The present study applies a precision medicine approach to the approximate one third of the PD population carrying at least one rs6265 T allele9 to improve clinical decisions. This study replicates in early-stage PD subjects that rs6265 T allele carriers have worse outcomes with a primarily levodopa pharmacotherapeutic strategy. Pharmacogenetic considerations for PD have previously focused on genes that alter drug metabolism or dopamine transmission.32, 33 Surgicogenetic studies for stimulation procedures for PD have yielded mixed results and without a pharmacotherapy control group.34-37 The present results suggest that the brain environment created by possession of the T allele shapes the response to antiparkinsonian pharmacotherapy. This study is consistent with prior work demonstrating T allele carriers are associated with better clinical outcomes from avoiding levodopa especially as a monotherapy.15 Whether early STN DBS is another approach is unknown, as it was not compared directly to a levodopa-sparing strategy (e.g., dopamine agonist monotherapy). Further, there was not adequate power to avoid a false-negative result, as evidenced by the large β errors in comparing T allele carriers randomized to MT versus DBS. Of note, a previous analysis of this same clinical trial demonstrated MT subjects were treated with polypharmacy more often over time compared to DBS subjects,25 and this partly may be due to the T allele carriers treated with levodopa monotherapy are not converting to polypharmacy in the presence of stimulation. If these results are replicated in a prospective clinical trial, rs6265 SNP genotyping would be the first precision medicine approach that alters a pharmacotherapy treatment decision and perhaps the recommended timing of a surgical treatment.

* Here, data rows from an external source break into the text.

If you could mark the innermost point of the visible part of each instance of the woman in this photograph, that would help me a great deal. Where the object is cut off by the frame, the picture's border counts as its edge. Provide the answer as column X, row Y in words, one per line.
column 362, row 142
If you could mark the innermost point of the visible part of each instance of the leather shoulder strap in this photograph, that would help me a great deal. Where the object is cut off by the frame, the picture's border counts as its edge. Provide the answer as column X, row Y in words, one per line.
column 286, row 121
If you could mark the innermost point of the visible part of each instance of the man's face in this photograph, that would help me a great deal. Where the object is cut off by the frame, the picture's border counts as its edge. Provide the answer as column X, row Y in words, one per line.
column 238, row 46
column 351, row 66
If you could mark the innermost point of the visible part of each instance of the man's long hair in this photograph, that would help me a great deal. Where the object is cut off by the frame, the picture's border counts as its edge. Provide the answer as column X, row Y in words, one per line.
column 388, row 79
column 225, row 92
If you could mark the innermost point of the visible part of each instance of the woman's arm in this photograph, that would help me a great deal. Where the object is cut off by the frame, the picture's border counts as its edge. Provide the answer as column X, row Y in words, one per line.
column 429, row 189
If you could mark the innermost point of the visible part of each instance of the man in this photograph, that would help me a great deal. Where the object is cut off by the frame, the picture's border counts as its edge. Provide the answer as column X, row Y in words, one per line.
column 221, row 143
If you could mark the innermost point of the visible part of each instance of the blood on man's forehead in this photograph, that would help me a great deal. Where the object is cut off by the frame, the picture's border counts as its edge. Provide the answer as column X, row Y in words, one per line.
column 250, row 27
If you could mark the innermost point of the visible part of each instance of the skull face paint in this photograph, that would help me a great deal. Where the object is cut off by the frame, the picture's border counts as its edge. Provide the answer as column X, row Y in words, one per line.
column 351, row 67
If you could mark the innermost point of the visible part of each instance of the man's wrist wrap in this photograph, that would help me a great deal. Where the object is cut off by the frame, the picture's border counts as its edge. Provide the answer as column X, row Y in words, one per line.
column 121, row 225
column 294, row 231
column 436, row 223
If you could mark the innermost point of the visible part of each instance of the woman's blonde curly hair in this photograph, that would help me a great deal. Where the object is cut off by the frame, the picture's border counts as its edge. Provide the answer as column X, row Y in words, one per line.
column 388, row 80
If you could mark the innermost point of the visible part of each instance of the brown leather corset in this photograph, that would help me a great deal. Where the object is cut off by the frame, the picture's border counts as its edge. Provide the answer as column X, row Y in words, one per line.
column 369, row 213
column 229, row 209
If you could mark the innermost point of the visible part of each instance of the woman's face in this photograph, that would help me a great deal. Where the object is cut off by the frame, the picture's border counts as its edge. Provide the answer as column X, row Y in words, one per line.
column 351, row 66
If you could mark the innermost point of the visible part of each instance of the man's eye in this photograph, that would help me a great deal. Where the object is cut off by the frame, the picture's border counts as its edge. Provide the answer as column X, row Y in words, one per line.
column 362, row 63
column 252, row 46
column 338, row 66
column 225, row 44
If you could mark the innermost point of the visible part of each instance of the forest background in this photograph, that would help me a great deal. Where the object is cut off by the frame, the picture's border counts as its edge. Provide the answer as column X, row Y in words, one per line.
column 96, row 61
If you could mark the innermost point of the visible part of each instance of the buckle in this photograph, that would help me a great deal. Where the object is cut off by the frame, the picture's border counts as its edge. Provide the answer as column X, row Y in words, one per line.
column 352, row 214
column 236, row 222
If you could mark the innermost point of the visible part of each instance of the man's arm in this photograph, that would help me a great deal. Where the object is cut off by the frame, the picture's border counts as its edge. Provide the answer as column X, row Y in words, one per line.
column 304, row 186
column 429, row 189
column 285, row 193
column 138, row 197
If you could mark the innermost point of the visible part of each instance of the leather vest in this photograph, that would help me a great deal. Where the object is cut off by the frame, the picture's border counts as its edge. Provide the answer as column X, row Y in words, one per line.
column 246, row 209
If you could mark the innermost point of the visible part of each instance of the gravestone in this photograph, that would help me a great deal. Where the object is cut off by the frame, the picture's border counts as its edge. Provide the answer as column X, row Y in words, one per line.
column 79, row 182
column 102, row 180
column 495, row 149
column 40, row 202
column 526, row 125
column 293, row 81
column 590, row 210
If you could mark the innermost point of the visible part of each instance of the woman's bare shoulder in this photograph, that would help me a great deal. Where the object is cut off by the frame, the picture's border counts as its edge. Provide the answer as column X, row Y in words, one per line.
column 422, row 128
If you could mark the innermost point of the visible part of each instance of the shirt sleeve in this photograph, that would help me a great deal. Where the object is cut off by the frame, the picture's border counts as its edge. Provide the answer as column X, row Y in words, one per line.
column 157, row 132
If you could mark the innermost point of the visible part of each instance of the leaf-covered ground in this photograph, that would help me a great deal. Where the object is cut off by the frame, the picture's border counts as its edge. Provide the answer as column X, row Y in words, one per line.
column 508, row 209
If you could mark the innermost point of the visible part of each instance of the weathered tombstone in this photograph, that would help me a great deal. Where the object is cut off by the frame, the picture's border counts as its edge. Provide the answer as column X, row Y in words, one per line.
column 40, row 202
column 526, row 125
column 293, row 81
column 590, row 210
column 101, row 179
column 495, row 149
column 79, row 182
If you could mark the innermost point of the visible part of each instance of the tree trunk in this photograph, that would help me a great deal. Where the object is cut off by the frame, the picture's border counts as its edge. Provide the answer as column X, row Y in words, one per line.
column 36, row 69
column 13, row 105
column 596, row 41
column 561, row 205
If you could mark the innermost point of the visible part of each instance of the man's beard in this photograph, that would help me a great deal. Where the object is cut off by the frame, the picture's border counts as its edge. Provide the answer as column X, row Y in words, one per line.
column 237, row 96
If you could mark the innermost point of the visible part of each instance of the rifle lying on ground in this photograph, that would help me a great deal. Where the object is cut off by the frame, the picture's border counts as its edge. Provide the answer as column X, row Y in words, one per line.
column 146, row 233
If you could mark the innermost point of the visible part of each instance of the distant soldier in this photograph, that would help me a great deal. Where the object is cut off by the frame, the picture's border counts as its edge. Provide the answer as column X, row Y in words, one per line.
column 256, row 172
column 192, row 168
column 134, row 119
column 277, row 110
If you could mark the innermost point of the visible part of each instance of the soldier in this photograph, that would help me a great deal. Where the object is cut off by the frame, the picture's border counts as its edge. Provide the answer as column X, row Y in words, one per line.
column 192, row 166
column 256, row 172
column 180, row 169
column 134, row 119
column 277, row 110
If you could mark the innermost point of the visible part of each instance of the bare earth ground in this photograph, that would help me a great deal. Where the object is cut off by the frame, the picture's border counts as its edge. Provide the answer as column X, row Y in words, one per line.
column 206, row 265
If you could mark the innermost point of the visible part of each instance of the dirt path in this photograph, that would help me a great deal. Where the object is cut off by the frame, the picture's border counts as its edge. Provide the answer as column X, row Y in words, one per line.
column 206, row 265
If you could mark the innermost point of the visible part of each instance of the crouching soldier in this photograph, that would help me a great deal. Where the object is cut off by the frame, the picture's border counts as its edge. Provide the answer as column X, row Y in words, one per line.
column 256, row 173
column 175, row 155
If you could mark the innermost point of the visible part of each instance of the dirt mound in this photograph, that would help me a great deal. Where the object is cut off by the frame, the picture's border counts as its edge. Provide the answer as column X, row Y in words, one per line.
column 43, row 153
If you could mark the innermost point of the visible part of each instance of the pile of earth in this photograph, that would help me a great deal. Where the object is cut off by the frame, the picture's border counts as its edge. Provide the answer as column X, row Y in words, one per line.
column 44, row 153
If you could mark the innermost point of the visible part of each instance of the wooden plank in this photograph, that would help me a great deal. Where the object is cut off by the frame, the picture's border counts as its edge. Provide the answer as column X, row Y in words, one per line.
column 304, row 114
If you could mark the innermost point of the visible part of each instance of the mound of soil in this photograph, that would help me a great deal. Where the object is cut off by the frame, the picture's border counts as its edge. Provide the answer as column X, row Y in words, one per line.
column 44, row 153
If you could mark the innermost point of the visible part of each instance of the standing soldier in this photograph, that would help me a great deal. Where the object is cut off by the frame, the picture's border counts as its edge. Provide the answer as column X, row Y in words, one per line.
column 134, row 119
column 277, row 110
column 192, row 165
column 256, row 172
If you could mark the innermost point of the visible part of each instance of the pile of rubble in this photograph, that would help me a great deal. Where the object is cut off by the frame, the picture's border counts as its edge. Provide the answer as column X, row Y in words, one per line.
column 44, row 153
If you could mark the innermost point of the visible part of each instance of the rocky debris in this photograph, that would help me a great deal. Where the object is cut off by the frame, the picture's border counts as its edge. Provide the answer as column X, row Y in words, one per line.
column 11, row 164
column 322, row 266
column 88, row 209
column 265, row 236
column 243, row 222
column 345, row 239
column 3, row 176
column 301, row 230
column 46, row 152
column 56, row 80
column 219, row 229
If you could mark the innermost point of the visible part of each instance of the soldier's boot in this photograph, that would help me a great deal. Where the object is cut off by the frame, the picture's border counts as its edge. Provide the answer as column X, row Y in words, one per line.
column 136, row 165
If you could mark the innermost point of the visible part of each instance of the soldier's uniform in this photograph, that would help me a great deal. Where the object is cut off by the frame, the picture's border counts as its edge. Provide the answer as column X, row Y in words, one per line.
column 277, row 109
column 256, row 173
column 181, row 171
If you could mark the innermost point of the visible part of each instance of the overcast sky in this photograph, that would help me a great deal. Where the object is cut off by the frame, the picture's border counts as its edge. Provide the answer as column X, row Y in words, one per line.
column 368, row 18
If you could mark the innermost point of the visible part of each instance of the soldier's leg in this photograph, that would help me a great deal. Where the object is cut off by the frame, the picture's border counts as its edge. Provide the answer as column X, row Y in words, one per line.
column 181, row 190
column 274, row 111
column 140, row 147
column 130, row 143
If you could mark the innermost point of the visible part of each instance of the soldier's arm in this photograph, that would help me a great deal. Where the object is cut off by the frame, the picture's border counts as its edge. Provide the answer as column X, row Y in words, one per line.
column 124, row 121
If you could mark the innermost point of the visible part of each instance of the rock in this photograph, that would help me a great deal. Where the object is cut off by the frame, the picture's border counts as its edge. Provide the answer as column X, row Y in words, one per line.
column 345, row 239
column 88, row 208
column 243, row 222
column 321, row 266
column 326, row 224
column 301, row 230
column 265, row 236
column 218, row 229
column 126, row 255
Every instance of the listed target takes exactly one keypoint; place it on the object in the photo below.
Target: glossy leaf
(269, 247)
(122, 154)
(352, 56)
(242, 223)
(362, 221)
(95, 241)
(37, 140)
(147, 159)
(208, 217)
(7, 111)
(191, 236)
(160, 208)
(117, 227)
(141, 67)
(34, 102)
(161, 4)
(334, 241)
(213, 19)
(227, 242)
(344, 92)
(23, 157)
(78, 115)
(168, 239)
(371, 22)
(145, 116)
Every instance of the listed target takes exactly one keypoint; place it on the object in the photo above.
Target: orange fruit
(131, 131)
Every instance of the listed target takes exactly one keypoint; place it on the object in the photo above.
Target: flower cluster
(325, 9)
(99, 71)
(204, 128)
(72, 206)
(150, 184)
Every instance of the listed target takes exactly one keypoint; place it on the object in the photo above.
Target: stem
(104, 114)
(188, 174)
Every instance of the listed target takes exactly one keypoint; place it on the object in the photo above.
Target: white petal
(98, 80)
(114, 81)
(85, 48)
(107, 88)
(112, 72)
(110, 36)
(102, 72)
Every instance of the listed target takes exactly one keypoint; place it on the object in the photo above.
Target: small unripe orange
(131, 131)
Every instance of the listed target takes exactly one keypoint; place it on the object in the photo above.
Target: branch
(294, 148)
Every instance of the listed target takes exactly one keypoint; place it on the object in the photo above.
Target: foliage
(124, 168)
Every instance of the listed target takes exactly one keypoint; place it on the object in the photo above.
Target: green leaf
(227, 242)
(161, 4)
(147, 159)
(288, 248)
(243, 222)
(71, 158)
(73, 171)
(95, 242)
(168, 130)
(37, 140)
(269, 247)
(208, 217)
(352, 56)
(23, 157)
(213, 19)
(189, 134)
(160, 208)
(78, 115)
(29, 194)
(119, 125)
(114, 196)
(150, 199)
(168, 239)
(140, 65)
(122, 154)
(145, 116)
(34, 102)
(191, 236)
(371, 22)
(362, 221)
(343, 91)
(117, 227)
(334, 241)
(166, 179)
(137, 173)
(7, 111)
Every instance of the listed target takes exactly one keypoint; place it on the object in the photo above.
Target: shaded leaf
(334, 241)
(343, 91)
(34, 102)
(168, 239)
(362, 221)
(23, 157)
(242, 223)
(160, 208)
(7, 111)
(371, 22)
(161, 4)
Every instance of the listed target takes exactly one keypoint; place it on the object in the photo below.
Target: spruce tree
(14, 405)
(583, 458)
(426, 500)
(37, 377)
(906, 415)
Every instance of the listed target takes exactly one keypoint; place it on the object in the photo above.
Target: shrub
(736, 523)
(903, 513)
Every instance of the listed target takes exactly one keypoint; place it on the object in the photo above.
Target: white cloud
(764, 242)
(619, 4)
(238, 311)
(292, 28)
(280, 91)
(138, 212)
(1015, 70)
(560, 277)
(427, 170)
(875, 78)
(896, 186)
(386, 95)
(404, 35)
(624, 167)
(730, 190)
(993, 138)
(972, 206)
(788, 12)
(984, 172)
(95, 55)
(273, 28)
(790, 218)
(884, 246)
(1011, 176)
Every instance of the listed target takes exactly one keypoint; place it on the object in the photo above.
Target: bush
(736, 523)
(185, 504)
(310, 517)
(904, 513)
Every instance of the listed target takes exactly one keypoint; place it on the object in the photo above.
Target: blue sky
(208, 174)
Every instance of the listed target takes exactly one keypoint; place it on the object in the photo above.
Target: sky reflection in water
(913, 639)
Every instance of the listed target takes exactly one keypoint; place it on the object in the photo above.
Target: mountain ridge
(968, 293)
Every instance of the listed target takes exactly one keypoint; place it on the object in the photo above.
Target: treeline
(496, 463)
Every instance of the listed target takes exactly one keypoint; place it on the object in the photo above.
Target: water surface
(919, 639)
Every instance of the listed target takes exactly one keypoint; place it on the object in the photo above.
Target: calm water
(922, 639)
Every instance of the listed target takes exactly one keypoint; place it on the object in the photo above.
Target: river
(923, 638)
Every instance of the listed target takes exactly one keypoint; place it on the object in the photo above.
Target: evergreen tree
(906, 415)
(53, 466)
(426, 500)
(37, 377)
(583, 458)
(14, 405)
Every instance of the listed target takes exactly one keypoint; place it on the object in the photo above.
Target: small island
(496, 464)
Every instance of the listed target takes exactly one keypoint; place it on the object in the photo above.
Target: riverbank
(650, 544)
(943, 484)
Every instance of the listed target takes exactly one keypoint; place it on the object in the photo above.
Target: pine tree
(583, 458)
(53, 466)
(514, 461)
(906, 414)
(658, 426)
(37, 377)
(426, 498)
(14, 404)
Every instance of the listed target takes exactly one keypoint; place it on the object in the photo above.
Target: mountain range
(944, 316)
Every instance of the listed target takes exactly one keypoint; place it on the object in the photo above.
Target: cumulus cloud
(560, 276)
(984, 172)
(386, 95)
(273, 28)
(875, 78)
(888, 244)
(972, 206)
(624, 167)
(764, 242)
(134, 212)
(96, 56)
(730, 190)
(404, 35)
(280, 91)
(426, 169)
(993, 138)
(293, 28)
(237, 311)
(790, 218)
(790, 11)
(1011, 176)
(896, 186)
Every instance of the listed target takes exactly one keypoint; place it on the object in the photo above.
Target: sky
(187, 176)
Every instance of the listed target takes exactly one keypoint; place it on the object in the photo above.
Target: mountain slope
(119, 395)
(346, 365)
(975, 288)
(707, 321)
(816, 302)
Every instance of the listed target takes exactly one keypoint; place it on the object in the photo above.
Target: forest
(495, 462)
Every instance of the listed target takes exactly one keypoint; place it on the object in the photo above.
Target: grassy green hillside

Since this study was a retrospective analysis, stratification by genotype could not be performed, so the data may be subject to bias not addressed through randomization. T allele carriers on MT show a lower average LEDD than C/C subjects on MT that could contribute to the different UPDRS-III scores at 24 months; however, the magnitude of difference in LEDDs between these groups was nearly identical at the start compared to the end of the study (144.5 vs. 148.4 mg/day, or expressed as percentages, T allele carriers were prescribed an average LEDD of 69% and 75% of the C/C subjects at 0 and 24 months, respectively). It is unlikely that underlying differences in prescribing practices of the treating neurologists account for all of the variance in the LEDDs between T allele carriers and C/C subjects in the MT arm. Differences in LEDDs between subgroups were not statistically significant at baseline or at the end of the study. In contrast, there was no difference in outcomes with MT between C/C subjects and T allele carriers at baseline, but over the course of 24 months these differences were magnified and became significant. Lastly, some group variability may be influenced by differences in electrode placement and were not assessed by an active electrode contact analysis; however, these likely are randomly distributed across genotypes within the DBS group. To strengthen further the evidence for this study’s conclusions, similar analyses on clinical outcomes with different pharmacotherapeutic strategies and with STN DBS in a prospective trial are the suggested next step.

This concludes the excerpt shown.